Le traitement des plaies : de Mondeville à Semmelweiss
Il apparaît comme une évidence de nos jours qu’une plaie doit être désinfectée pour éviter toute pénétration de microbes dans l’organisme, avec les effets néfastes potentiellement associés. Pourtant cette évidence ne découle que de notre connaissance moderne et pas si ancienne du lien existant entre micro-organisme infectieux et maladie (la théorie du germe n’a été formulée par Pasteur qu’en 1878 et les postulats de Koch n’ont été publiés qu’en 1890). Auparavant, faute de comprendre ce qui se passait dans le corps lors d’une maladie infectieuse, il fallait se résoudre à une démarche alliant observation et raisonnement, le tout construit autour d’un corps de principes ou de dogmes admis communément comme véridiques et donc non discutables.

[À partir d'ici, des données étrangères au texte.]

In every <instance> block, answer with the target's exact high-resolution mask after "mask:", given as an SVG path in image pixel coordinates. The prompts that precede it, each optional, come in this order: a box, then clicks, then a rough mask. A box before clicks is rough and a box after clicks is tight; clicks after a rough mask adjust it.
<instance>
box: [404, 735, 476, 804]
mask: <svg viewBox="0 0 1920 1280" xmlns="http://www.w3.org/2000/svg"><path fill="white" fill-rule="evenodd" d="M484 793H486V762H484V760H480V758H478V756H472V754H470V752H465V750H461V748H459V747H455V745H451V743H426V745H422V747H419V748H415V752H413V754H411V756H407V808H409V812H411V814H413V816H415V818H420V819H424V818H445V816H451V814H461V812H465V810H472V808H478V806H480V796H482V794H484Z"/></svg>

Sur cette base on voit apparaître au Moyen Age, sous l’influence des praticiens de la mouvance arabo-salernitains, une pratique qui va être adoptée largement et perdurer pendant les siècles suivant à savoir le « pus bonum et laudabile » (la suppuration bonne et louable).
Cette pratique se base sur le dogme de la théorie des humeurs formulée par Hippocrate (v.460-377 av. J.C.) et raffinée par Galien (129-v.201) qui suppose que le corps de l’homme est composé de quatre humeurs (sang, flegme, bile, atrabile) à l’image du monde comprenant quatre éléments (air, eau, feu, terre). Le corps sain comporte les quatre humeurs en équilibre, la maladie naît d’un déséquilibre lorsqu’une humeur est excédentaire ou viciée (on parle alors d’humeur peccante).
Alliant cette base théorique à une observation concrète (une plaie suppure avant guérison), les praticiens du Moyen Age déduisent, faute de connaissances suffisantes, non pas qu’une plaie mal nettoyée s’infecte avant guérison, mais que pour guérir une plaie doit suppurer. Cette observation s’accorde avec la théorie des humeurs en cela que le pus est vu comme la preuve tangible d’un mécanisme d’expulsion de l’humeur peccante hors du corps. Dès lors, la mise en place d’éléments dans la plaie tels que mèches ou tentes (petits morceaux de tissus) dans le but de la faire suppurer devient, paradoxalement, un geste médical à visée thérapeutique.
L’homme humoral d’après le Liber de proprietatibus rerum de Barthélémy l’Anglais (v.1200-1272)
Quelques médecins tels que Henri de Mondeville (1260-1320) s’élèvent contre cette pratique mais ils sont peu écoutés et la pratique perdure à travers les siècles. L’asepsie en milieu médical, pendant les interventions et a fortiori dans le cas des plaies ne deviendra très progressivement la règle que sous l’influence de pionniers comme Ignaz Semmeilweis (1818-1865) ou Joseph Lister (1827-1912) et avec la diffusion croissante des travaux de Pasteur et de Koch.
Au final, une bonne idée est rarement définitivement perdue… mais sa mise en pratique peut parfois attendre longtemps.